The Manimajra Fort (also known as Surajpur Fort) is currently in a dilapidated condition and the subject of a court dispute. The fort is currently private property that is off-grounds from the public and little is known of its architecture. However, what is visible from the outside reveals that the fort's walls was constructed using lines of Nanakshahi bricks. Whilst the Manimajra Fort has been accorded official status as a heritage structure, no preservation, restoration, or documentation work can be conducted on the fort since it is still under legal dispute.

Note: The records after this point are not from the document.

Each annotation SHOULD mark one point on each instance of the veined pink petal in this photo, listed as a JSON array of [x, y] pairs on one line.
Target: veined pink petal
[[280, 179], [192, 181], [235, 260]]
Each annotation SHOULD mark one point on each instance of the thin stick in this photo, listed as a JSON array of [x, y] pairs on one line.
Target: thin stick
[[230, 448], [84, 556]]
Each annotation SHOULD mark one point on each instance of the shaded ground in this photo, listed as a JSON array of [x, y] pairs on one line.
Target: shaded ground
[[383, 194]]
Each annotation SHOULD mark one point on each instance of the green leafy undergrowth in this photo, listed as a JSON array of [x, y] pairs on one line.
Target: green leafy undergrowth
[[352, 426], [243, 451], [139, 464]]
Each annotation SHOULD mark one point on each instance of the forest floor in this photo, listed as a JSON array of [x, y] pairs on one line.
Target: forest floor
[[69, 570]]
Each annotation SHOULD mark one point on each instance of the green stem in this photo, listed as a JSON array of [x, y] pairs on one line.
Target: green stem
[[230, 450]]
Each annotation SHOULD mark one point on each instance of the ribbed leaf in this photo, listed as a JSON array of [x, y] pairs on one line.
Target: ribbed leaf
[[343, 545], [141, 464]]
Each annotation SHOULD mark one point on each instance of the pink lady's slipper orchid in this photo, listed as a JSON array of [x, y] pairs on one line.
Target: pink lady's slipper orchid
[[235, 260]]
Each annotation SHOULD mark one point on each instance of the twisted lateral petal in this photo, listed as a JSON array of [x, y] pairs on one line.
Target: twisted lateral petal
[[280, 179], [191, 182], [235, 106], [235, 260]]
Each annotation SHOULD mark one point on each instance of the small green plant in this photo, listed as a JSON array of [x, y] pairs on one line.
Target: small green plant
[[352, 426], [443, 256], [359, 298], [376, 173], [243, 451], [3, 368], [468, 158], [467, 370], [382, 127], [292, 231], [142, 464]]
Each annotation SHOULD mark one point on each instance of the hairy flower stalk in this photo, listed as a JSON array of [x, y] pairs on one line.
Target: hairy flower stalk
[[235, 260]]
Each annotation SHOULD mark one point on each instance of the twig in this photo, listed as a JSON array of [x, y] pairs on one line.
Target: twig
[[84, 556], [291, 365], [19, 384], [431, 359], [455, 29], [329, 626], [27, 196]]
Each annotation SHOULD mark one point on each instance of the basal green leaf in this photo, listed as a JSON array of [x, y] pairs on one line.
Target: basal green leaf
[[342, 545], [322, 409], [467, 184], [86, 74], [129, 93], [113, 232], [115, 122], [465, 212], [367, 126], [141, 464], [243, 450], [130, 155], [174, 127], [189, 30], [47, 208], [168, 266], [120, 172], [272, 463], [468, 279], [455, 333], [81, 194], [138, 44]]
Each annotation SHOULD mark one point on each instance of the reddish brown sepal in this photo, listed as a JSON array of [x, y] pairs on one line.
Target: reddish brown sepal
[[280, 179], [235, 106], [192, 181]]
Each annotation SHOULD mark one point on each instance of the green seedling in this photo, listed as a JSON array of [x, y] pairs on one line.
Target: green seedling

Manimajra locality is now Chandigarh's IT Park. The area of Manimajra was officially renamed as Sector 13 in 2020, not all residents were happy with the name-change. Rapid urbanization is changing the landscape and culture of the former Manimajra area.

== List of rulers ==

- Gharib Das (r. January 1764–1783)
- Gopal Das (r. 1783–1816) (Note: Also known as 'Gopal Singh'.)
- Hamir Singh (r. 1816–?)
- Govardhan Singh (r. ? – 1847) (Note: Govardhan Singh's forename is alternatively spelt as 'Goverdhan'.)
- Gurbaksh Singh (r. 1847–1866)
- Bhagwan Das (r. 1866 – 1875) (Note: Also known as 'Bhagwan Singh'.)